Women in Plateau State are venturing into male dominated ventures and excelling. One of such ventures is working at construction sites. They are now found to be, more than their male counterparts engaged in nearly all types of work at the site. From mixing and carrying of sand, cement and gravels, to fetching of water and carrying blocks, the women say they are faring well even in the contest of physical strength. Others also engage in laying of blocks, flooring, operating mixing machines, among other works.
Lami Samuel, 33, who works at a building site in Rayfield area of Jos, said she has 16 years working experience on the job, which she uses to carter for her four children and support her husband. “We work from 8am to 5pm daily. People say the work is for males and that it has many challenges, but we persevere in it because we need to make a living and help ourselves and our families. The work is sometimes physically exhausting but we are not deterred,” she said.
The mother of four explained that it is becoming unheard of for their male counterparts to outdo them at construction sites. “We even try to work harder than the men and most of the time there is really nothing that they can do that we cannot do. But we are not competing because we have a good understanding and good working relationship.” Samuel said that she is so proud of her job and encourages other women to join it or any other male dominated profession. “The way things are going now, it is no longer tenable for women to sit and wait for their husbands to do everything for them.” Working between Monday and Saturday, the women claim they earn N1, 500 daily and have list of engineers or contractors who frequently engage them whenever they secure building contracts.

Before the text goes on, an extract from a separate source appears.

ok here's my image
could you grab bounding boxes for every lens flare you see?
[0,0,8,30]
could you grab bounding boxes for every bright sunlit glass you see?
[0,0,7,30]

In some sites the women have formed cooperatives where they contribute N1, 000 daily and each Saturday, a member gets N6, 000 or more depending on the number of contributors. A 40-year-old widow, Talatu Zavo, said women go into construction work mainly because of lack of employment opportunities. She said even students waiting for admission or those on holiday have joined them. Talatu, a tailor turned labourer, said she started working as labourer while in JSS 3 in order to earn some pocket money. Talatu is grateful she got introduced to the job earlier in life saying it could have been more challenging especially since she turned a widow. An engineer/contractor, who engages the women, Abba Ahmadu Abel said it is always easier working with women because they are more committed and hardworking. He said he gives them concession by allowing them to sometimes go home early. Abel, who said he has been working with some of the women for almost 20 years, called on the government to organize skill acquisition programmes for them to make them more proficient.